B. LES DISPOSITIONS RELATIVES À L'IMMIGRATION : UNE CONTRACTUALISATION QUI NE CONCERNE QU'UNE PART LIMITÉE DES POPULATIONS IMMIGRÉES EN FRANCE

1. Les accords ne concernent pas les principaux pays d'origine des immigrés en France

Au-delà du bilan des accords en vigueur, il faut souligner que les pays concernés ne présentent qu'une infime part en flux comme en stock des populations immigrées en France.

Sur les dix pays dont la population est la plus largement représentée dans les populations immigrées en France, seuls deux, la Tunisie et le Sénégal, ont fait l'objet d'accords.

Aucun accord n'a été conclu ni avec l'Algérie ni avec le Maroc, pays dont les ressortissants représentent les deux premières populations immigrées.

Au contraire, l'accord conclu avec des pays tels que le Bénin ou avec ceux qui font l'objet de ce rapport, le Cap-Vert et le Burkina Faso, concerne des pays dont les ressortissants sont peu représentés parmi la population immigrée sur le territoire français.

Dès lors, la contribution de ces accords à la réduction de la pression migratoire aux portes de la France par le développement solidaire ou à l'amélioration des procédures de réadmission doit être relativisée.

2. La mise en oeuvre des dispositions relatives à l'immigration professionnelle est inégale

La mise en oeuvre des dispositions relatives à l'immigration se traduit pour l'instant par une application prudente des dispositions favorisant la circulation des acteurs de la relation bilatérale.

La délivrance des visas de circulation suit une tendance variable selon les pays.
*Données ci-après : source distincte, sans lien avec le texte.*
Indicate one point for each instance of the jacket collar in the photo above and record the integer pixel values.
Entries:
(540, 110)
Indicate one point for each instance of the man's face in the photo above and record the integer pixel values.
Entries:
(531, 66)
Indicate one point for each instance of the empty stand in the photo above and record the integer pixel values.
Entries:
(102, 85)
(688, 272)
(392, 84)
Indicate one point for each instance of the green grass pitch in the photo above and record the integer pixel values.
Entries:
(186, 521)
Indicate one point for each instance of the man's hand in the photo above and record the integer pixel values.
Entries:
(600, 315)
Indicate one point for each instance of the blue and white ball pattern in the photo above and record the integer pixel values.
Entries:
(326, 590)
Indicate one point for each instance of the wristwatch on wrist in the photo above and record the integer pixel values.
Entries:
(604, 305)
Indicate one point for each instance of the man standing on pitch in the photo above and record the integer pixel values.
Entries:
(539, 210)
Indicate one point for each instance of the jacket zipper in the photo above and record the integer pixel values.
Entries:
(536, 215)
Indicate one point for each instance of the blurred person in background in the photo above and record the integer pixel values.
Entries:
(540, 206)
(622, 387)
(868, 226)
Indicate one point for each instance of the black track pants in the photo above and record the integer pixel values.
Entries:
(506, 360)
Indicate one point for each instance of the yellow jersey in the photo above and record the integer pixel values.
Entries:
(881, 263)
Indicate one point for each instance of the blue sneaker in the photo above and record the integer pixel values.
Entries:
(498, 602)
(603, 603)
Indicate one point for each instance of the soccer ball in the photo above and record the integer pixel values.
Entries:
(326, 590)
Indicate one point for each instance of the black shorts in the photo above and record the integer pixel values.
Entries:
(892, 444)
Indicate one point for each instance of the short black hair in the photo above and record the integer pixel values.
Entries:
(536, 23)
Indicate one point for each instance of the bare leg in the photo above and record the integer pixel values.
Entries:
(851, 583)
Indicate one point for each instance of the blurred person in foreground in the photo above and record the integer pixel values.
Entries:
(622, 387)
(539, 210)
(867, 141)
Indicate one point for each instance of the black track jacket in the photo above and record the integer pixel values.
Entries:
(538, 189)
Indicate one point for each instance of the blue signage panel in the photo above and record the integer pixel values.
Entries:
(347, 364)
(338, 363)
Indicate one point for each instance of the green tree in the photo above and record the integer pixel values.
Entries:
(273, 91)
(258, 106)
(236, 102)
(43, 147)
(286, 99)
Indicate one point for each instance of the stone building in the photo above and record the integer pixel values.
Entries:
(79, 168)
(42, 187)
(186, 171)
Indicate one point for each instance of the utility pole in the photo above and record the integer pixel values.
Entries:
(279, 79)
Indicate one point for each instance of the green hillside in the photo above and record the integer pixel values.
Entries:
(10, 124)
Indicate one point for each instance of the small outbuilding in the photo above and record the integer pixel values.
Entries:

Elle atteint en 2009, en proportion des visas de court séjour délivrés, 40,9 % avec la Tunisie, 20,5 % avec le Gabon, 16,6 % avec le Sénégal, 15,6 % avec le Bénin, 13,5 % avec le Congo.

On constate que la contribution des accords de gestion concertée à l'augmentation des attributions de visas de circulation est variable selon les pays.

Sénégal

Bénin

Tunisie

Part des visas de circulation dans les visas de court séjour

2004

2009

2007

2009

2007

2009

15 %

16 %

15,9 %

15,6 %

34 %

40 %

Les dispositions relatives à l'immigration professionnelle font, quant à elles, l'objet d'une mise en oeuvre limitée.

Un bilan complet de la mise en oeuvre des dispositions relatives à l'immigration professionnelle est, à ce stade, encore prématuré eu égard à l'entrée en vigueur trop récente des accords et au contexte économique défavorable.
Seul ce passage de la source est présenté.